Reply to topic  [ 13 posts ] 
Finding lines with coloured text in it 
Author Message
User avatar

Joined: 2004-06-28 00:03:01
Posts: 72
Location: Germany
Hello together,
I am looking for a Power Find Pro search expression which finds in a very large document coherent text which has in it one or more of the following colours: blue, green, cyan, orange, purple, grey. Maybe there is also black text in it, maybe not. I want those lines which are preceded by a Tab or a Soft Return (preceeding Tab and Soft Return should not be found). The text ends with the first Soft Return or a Hard Return that occurs (these final returns should be found).
Afterwards the found text lines should be copied in a new document (but that is not the problem).
I made several attempts to build a search expresion but every time Nisus ended in the neverending spinning wheel (MacOS 10.9.2 on a MacBook Air 1,7 GHz i7, 8 GB RAM). So perhaps my attempts where too complicated. Can anybody help?
Greetings
Ulrich
Ramallah, West Bank


2014-04-12 22:41:12
Profile
User avatar

Joined: 2007-02-07 00:58:12
Posts: 876
Location: Japan
Hello Ulrich,
I'm going to have to admit that, despite your careful description, I'm a bit confused by what you mean. Especially confusing to me is the term 'line'. Many people use line to mean characters delimited by the newline (or 'return' but let's not get into that controversy.) The newline is '\n'. And the Powerfind Pro '.' finds all characters except for the newline. That means it does find the 'soft-returns' and of course tabs too. So the following finds all lines in your document, but it will 'find lines' right across any 'soft-returns'.
Code:
Find All '.+\n', 'Ea'


Now I get the impression that you are thinking of lines as characters not only delimited by newlines, but also by 'soft-returns' So in that case you would want to use the following:
Code:
Find All '[^\u2028|\n]+(\u2028|\n)', 'Ea'


Just to clarify again. Both of these expressions will select everything in your document (except for empty lines, that is). But the first will find fewer 'lines'.

And then you write:
useeger wrote:
I want those lines which are preceded by a Tab or a Soft Return (preceeding Tab and Soft Return should not be found).
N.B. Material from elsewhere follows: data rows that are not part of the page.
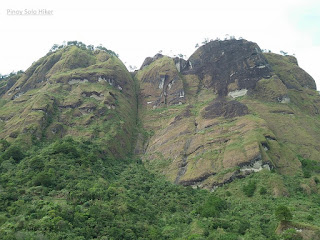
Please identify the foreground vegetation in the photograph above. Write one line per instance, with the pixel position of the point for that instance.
(69, 190)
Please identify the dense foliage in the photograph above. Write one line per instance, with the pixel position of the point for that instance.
(70, 190)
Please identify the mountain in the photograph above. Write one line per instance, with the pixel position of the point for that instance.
(227, 111)
(76, 92)
(224, 145)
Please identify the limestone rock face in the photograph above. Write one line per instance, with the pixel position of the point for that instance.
(73, 91)
(161, 84)
(226, 113)
(229, 65)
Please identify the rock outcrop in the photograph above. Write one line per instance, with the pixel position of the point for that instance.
(221, 114)
(230, 65)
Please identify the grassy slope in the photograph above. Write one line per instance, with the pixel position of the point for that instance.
(51, 108)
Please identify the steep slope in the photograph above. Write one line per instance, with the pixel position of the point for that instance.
(73, 91)
(69, 123)
(236, 115)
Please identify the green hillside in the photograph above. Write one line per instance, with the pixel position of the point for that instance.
(224, 145)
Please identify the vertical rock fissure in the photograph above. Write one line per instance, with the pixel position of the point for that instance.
(184, 163)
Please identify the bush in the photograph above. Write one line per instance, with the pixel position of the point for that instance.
(283, 213)
(212, 207)
(263, 191)
(291, 234)
(14, 152)
(250, 188)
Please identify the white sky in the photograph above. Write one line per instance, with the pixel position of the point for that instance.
(138, 29)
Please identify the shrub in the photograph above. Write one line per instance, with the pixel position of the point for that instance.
(283, 213)
(14, 152)
(250, 188)
(212, 207)
(263, 191)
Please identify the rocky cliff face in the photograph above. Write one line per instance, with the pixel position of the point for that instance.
(230, 120)
(226, 112)
(226, 66)
(73, 91)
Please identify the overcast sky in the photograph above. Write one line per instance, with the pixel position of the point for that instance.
(137, 29)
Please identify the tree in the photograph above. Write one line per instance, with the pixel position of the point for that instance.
(283, 53)
(283, 214)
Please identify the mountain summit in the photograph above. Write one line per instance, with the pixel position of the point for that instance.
(89, 150)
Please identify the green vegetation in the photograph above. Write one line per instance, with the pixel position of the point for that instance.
(283, 213)
(70, 190)
(249, 189)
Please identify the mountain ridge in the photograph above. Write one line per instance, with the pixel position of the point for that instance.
(204, 148)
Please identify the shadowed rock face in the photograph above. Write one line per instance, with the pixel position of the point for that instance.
(227, 109)
(229, 65)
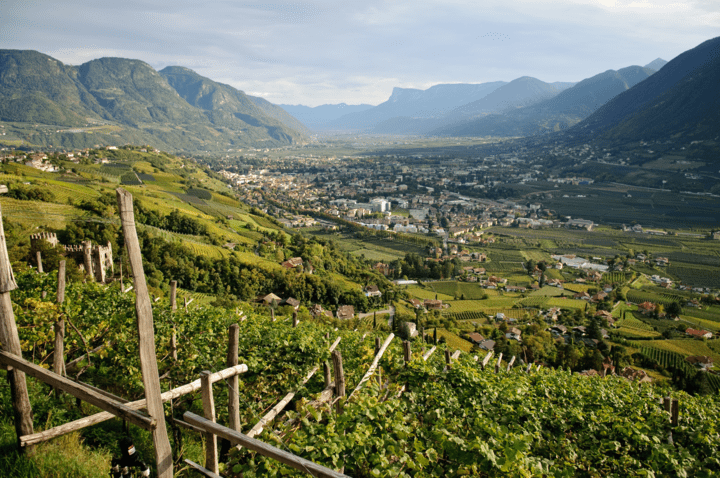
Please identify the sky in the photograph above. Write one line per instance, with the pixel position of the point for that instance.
(328, 52)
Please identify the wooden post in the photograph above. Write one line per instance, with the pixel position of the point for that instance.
(497, 365)
(407, 352)
(339, 377)
(59, 327)
(173, 345)
(233, 382)
(146, 336)
(211, 455)
(87, 256)
(328, 376)
(173, 295)
(11, 343)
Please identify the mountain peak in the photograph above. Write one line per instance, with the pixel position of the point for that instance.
(656, 64)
Now I'm confused again. Do you mean lines beginning with a tab? Or are you treating tab as a line delimiter as well. Do you have lines that include tabs as characters, or are you using tabs only as a form of indentation? As long as the latter is true, you can adjust the previous find expression like this:
Code:
Find All '[^\u2028|\n\t]+(\u2028|\n)', 'Ea'


Now comes the color issue. Let's say you want only lines that include some blue text on them. The above could be adjusted like this:
Code:
Find All '[^\u2028|\n\t]*[^\u2028|\n\t]+[^\u2028|\n\t]*(\u2028|\n)', 'Eau'


And of course you would need to apply blue color to the middle [^\u2028|\n\t]+ part, but also make sure that the rest has 'any color' and no other styles applied. To get multiple colours you would need to repeat that middle part for each color and combine them with OR.

Now having explained all of this, I have to say that myself wouldn't try to do this this way. (I actually tried it out, and didn't work. The OR expression with different styles on the pieces is probably at issue.) Attribute sensitive find is just too 'finicky' for my taste.
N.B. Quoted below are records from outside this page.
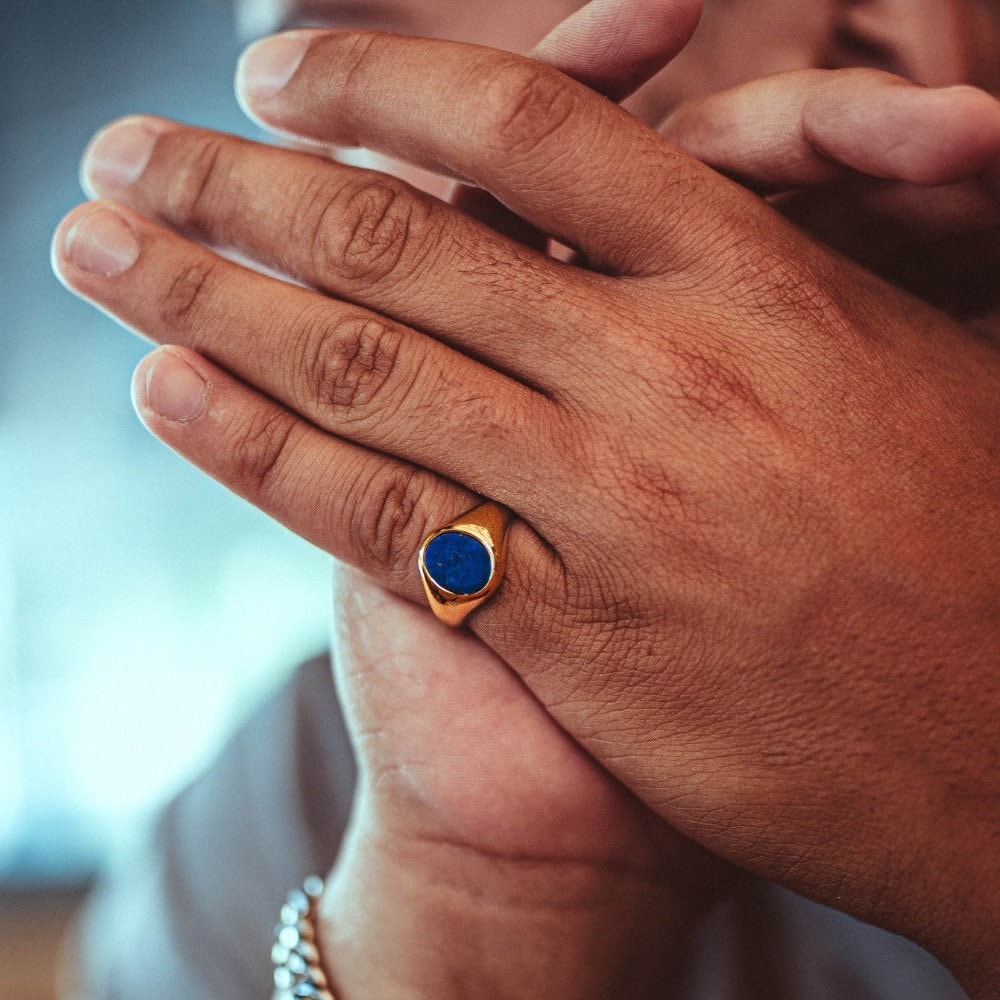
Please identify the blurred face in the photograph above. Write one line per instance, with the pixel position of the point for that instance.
(935, 42)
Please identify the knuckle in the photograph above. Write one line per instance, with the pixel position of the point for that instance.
(187, 296)
(259, 451)
(525, 105)
(365, 232)
(198, 178)
(348, 363)
(390, 519)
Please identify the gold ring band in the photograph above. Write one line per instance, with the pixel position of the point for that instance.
(462, 563)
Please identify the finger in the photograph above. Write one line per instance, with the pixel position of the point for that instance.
(545, 146)
(814, 126)
(611, 46)
(344, 369)
(615, 46)
(366, 509)
(356, 234)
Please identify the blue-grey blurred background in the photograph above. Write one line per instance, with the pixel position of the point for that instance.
(143, 610)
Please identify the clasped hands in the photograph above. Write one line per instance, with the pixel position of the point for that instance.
(754, 572)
Instead I would have to say that I would write a macro for this. Basically I would locate the color bits (create a color 'map') and then use the map to select the lines I want. This is unfortunately not really easy, but it strikes me as the only reliable approach. I could provide some assistance, but it would help if you could provide a short snippet that shows what you are trying to find.

_________________
philip


2014-04-13 02:02:28
Profile
User avatar

Joined: 2004-06-28 00:03:01
Posts: 72
Location: Germany
Thanks, philip,

the term

Code:
[^\u2028\n\t]*[^\u2028\n\t]+[^\u2028\n\t]*(\u2028|\n)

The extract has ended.